Each metric helps you understand different aspects of how well each of the approaches works:

  • BERTScore: BERTScore tells you how similar the generated answers are to the correct answers using cosine similarities. It calculates precision, recall, and F1 measure. We used the F1 measure as the evaluation score.
  • LLM evaluator score: We use different language models from Amazon Bedrock to score the responses from RAG, fine-tuning, and Hybrid approaches. Each evaluation receives both the correct answers and the generated answers and gives a score between 0 and 1 (closer to 1 indicates higher similarity) for each generated answer. We then calculate the final score by averaging all the evaluation scores. The process is shown in the following figure.

Figure 2: LLM evaluator method

  • Inference latency: Response times are important in applications like chatbots, so depending on your use case, this metric might be important in your decision. For each approach, we averaged the time it took to receive a full response for each sample.
  • Cost analysis: To do a full cost analysis, we made the following assumptions:
    • We used one OpenSearch compute unit (OCU) for indexing and another for the search related to document indexing in RAG. See OpenSearch Serverless pricing for more details.
    • We assume an application that has 1,000 users, each of them conducting 10 requests per day with an average of 2,000 input tokens and 1,000 output tokens. See Amazon Bedrock pricing for more details.
    • We used ml.g5.12xlarge instance for fine-tuning and hosting the fine-tuned model. The fine-tuning job took 15 minutes to complete. See SageMaker AI pricing for more details.
    • For fine-tuning and the hybrid approach, we assume that the model instance is up 24/7, which might vary according to your use case.
    • The cost calculation is done for one month.

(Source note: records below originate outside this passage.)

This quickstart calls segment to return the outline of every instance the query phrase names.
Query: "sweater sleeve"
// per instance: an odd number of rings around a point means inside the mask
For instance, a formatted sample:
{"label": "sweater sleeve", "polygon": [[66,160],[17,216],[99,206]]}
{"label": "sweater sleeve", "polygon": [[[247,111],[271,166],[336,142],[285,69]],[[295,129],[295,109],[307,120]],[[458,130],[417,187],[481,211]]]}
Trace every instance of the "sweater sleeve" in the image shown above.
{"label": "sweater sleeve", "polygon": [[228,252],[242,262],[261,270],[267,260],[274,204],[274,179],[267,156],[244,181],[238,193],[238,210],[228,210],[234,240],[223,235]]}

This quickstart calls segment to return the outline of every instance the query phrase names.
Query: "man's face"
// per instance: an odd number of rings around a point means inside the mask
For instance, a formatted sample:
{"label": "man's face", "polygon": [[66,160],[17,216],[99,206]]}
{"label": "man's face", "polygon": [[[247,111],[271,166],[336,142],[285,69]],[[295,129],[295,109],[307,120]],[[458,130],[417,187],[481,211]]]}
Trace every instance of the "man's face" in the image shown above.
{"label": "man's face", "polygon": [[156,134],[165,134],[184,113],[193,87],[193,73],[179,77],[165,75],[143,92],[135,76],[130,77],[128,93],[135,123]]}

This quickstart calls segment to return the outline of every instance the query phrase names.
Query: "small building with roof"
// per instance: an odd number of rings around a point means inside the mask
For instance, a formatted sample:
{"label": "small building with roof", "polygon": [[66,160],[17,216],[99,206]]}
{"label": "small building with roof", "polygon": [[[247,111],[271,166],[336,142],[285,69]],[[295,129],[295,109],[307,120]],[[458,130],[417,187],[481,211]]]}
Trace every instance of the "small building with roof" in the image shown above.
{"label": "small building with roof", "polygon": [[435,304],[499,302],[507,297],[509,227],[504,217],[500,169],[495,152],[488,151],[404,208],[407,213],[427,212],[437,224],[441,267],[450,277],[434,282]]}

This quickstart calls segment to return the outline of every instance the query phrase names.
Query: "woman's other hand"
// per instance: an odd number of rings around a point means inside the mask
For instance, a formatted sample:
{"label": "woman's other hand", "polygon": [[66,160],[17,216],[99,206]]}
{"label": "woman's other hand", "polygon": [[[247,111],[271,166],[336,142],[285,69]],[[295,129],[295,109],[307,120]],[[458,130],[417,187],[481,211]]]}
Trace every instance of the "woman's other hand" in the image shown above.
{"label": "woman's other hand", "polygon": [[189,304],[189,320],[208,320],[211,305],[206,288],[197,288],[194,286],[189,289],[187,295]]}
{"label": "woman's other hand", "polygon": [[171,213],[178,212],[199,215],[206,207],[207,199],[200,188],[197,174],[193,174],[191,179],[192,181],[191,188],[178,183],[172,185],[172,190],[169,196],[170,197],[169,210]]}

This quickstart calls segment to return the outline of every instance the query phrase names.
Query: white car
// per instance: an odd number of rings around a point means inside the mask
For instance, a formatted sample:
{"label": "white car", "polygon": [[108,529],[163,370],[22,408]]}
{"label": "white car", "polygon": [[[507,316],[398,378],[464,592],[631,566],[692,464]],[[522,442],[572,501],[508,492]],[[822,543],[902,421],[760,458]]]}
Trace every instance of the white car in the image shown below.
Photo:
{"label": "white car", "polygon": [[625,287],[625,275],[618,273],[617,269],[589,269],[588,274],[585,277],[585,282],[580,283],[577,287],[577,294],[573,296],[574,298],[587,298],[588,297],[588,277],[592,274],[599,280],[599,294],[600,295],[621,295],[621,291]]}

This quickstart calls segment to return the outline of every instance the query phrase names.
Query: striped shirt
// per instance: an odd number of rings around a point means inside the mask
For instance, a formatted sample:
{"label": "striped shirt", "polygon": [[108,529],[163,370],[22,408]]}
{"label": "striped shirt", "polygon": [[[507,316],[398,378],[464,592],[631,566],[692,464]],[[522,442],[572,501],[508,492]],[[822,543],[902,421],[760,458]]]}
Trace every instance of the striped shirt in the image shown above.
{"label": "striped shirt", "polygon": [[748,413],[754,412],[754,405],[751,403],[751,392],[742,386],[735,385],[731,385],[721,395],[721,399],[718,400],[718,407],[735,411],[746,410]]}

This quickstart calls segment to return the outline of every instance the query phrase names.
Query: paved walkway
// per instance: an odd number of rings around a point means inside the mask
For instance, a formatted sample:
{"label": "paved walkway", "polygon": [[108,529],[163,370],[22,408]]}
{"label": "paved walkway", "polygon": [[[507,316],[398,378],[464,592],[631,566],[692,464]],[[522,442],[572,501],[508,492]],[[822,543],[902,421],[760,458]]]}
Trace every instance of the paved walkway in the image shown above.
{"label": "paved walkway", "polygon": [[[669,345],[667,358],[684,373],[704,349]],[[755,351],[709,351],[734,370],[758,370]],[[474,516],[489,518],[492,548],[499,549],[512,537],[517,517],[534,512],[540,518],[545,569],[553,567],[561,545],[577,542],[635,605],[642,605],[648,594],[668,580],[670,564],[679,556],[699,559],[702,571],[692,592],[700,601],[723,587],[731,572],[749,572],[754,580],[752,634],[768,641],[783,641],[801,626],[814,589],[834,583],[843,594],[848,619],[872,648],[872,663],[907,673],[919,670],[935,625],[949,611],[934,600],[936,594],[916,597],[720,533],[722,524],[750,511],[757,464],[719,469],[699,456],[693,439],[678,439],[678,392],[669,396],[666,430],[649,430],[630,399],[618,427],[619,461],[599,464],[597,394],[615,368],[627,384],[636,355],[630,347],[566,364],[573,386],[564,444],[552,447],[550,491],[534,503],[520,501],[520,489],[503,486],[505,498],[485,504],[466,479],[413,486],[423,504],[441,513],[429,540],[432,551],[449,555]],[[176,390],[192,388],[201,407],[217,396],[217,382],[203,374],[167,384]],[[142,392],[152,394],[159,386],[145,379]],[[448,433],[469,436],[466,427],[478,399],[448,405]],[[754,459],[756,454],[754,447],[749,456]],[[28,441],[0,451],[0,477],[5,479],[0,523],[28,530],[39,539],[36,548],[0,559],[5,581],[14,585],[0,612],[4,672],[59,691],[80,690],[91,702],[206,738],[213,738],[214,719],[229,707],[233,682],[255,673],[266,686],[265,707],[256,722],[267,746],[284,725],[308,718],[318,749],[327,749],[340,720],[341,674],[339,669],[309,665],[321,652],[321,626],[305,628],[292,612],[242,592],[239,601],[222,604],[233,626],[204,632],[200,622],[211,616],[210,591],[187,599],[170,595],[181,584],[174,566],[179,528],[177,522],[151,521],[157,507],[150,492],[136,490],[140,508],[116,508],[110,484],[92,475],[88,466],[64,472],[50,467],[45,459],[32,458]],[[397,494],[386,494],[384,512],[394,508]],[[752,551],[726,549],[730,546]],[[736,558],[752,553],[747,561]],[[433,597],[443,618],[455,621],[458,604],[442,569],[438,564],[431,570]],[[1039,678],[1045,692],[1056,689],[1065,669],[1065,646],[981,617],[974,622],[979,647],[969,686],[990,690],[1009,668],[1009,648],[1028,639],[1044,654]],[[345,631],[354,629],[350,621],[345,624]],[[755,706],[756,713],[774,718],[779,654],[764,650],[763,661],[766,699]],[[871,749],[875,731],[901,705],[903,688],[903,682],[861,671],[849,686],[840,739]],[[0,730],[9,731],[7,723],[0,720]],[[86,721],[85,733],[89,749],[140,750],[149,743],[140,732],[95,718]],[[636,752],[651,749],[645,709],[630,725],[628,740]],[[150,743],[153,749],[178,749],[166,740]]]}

Based on those assumptions, the cost associated with each of the three approaches is calculated as follows:

  • For RAG: 
    • OpenSearch Serverless monthly costs = Cost of 1 OCU per hour * 2 OCUs * 24 hours * 30 days
    • Total invocations for Meta Llama 3.1 8b = 1000 user * 10 requests * (price per input token * 2,000 + price per output token * 1,000) * 30 days
  • For fine-tuning:
    • (Number of minutes used for the fine-tuning job / 60) * Hourly cost of an ml.g5.12xlarge instance
    • Hourly cost of an ml.g5.12xlarge instance hosting * 24 hours * 30 days
  • For hybrid:
    • OpenSearch Serverless monthly costs = Cost of 1 OCU per hour * 2 OCUs * 24 hours * 30 days
    • (Number of minutes used for the finetuning job / 60) * cost of an ml.g5.12xlarge instance
    • Hourly cost of ml.g5.12xlarge instance hosting * 24 hours * 30 days

Results

You can find detailed evaluation results in two places in the code repository. The individual scores for each sample are in the JSON files under data/output, and a summary of the results is in summary_results.csv in the same folder.

The results shown in the following table show:

  • How each approach (RAG, fine-tuning, and hybrid) performs
  • Their scores from both BERTScore and LLM evaluators
  • The cost analysis for each method calculated for the US East region
Approach Average BERTScore Average LLM evaluator score Average inference time (in seconds) Cost per month (US East region)
RAG 0.8999 0.8200 8.336 ~=350 + 198 ~= 548$
Finetuning 0.8660 0.5556 4.159 ~= 1.77 + 5105 ~= 5107$
Hybrid 0.8908 0.8556 17.700 ~= 350 + 1.77 + 5105 ~= 5457$

Note that the costs for both the fine-tuning and hybrid approach can decrease significantly depending on the traffic pattern if you set the real-time inference endpoint from SageMaker to scaledown to zero instances when not in use. 

Clean up

Follow the cleanup section in the Readme file in order to avoid paying for unused resources.

Conclusion

In this post, we showed you how to implement and evaluate three powerful techniques for tailoring FMs to your business needs: RAG, fine-tuning, and a hybrid approach combining both methods. We provided ready-to-use code to help you experiment with these approaches and make informed decisions based on your specific use case and dataset.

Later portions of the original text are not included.